New outlook on services

Certainly some institutions are already starting to think in those terms and organise their services accordingly.

At Alinma Bank in Saudi Arabia, Abdullah Mohammed Al-Amri says that his institution’s transaction banking priorities are the integration of cash management services into one system, and supply chain financing.

“Alinma is building the main services in blocks style, under the umbrella of one system, while increasing the customer base,” he explained to Cash & Trade.

Today’s banking market demands a readiness to constantly adapt and keep pace with the emergence of new needs and new techniques.

And this is exemplified by the steady increase in the use of the Bank Payment Obligation (BPO).

The BPO – an irrevocable undertaking given by one bank to another bank that payment will be made on a specified date after a specified event has taken place – provides the benefits of a letter of credit in an automated environment, without the drawbacks of manual processing associated with traditional trade finance.

At present only a minority even of major banks are fully equipped to offer the BPO, Misys found – partly because many business clients are only just starting to ask for much more basic products such as supply chain finance.

However, as with other transaction banking developments, demand is strongest in Asia Pacific.
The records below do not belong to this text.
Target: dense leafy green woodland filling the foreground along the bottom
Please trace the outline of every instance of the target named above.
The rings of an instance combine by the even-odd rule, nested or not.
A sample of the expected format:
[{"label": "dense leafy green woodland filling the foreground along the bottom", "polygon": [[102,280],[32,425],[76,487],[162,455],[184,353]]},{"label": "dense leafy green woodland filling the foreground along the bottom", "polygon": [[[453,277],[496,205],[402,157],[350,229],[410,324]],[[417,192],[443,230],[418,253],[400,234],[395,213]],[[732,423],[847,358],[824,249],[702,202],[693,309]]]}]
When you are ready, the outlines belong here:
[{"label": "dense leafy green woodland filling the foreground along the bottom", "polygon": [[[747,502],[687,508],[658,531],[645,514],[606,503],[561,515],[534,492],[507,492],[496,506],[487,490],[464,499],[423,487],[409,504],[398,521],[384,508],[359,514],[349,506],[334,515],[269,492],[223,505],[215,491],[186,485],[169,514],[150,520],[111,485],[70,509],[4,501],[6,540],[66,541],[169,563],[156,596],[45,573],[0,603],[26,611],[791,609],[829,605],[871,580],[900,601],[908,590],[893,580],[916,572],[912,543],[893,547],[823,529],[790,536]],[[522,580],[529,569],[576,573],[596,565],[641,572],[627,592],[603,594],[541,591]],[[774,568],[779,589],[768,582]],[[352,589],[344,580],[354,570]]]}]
So now a significant minority of major banks are preparing to invest in the systems that will allow them to offer the BPO as a matter of routine.
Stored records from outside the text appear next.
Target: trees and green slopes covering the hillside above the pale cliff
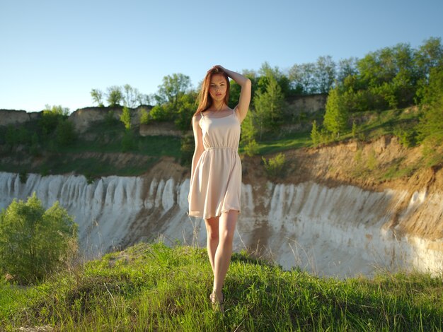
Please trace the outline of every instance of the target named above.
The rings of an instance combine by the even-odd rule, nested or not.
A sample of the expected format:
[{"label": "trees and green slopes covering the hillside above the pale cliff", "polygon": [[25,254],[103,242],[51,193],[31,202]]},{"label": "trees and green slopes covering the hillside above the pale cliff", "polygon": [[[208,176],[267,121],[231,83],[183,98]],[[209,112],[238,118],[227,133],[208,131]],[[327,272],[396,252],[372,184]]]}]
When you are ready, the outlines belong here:
[{"label": "trees and green slopes covering the hillside above the pale cliff", "polygon": [[[398,44],[338,64],[330,57],[319,57],[313,64],[294,65],[289,73],[265,63],[258,72],[244,74],[253,82],[253,99],[242,124],[240,153],[268,155],[264,165],[272,165],[266,159],[285,150],[338,141],[368,142],[386,135],[396,136],[405,148],[424,146],[420,167],[443,162],[439,38],[426,40],[418,49]],[[91,91],[106,116],[86,132],[75,130],[68,110],[61,106],[47,106],[33,121],[0,127],[0,170],[19,172],[23,180],[29,172],[74,172],[92,181],[110,174],[143,174],[163,156],[190,165],[194,149],[190,119],[197,90],[191,88],[188,76],[166,76],[150,99],[130,85],[124,88],[125,93],[117,86],[108,89],[110,107],[103,105],[100,90]],[[239,92],[232,82],[231,107]],[[323,110],[294,107],[294,98],[312,93],[328,93]],[[137,103],[149,100],[156,105],[135,112]],[[120,107],[120,117],[115,116],[115,107]],[[161,126],[163,122],[173,123],[183,136],[140,136],[140,124]]]}]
What looks like a minority interest may now become mainstream practice before long, and Middle Eastern banks will probably need to keep pace if they want to keep their major corporate clients.
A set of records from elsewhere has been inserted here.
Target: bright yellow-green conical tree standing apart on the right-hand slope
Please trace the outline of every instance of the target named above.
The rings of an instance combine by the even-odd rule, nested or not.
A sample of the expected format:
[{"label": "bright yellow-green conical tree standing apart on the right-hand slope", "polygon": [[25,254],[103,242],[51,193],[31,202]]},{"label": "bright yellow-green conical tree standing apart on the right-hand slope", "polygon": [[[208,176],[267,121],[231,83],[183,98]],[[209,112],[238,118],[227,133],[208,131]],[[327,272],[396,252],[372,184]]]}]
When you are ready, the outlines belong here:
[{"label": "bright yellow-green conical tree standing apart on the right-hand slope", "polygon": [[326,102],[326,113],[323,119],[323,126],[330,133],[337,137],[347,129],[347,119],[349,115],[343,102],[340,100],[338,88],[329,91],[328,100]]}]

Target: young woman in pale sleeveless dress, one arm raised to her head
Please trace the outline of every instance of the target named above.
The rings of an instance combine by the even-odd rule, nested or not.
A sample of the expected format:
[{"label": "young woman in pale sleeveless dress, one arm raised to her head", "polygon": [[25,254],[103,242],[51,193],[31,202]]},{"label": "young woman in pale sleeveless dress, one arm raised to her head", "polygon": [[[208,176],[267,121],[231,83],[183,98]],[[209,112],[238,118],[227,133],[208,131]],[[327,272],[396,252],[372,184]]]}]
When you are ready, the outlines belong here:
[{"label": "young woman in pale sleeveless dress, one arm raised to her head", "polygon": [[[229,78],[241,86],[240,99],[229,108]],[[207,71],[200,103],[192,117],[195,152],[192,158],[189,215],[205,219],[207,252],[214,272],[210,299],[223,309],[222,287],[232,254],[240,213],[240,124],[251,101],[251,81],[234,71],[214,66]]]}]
Further pressure to keep up is flowing from the way that some big banks are starting to rethink the role of correspondent relationships with regional players in markets around the world.

Many regional banks in the Gulf and elsewhere have traditionally derived much business through their correspondent ties with the big global institutions. But some global giants are now seeking to cut costs through automation and a reduced use of traditional correspondent banks in other countries.

Regional banks that find themselves on the wrong end of such decisions may have to decide whether to pull out of trade finance and international payments business based on correspondent links and become purely domestic – or whether to make the investments required if they are to offer these services in an efficient and cost-competitive form themselves.

“The ability to compete in the trade market requires a significant investment in time, money, people and technology. These high investment demands will continue to drive consolidation across the industry,” argues Hennah.

“This trend has been and will be accelerated further by the decisions made by Tier 1 banks to limit their credit lines and hence limit their correspondent banking relationships with lower-tier counterparties, driving some of those banks either to outsource or potentially to exit the trade business altogether.”

If Hennah’s analysis proves right, MENA banks will either have to find ways to provide competitive electronic international transaction services themselves or identify third parties who can help them do so.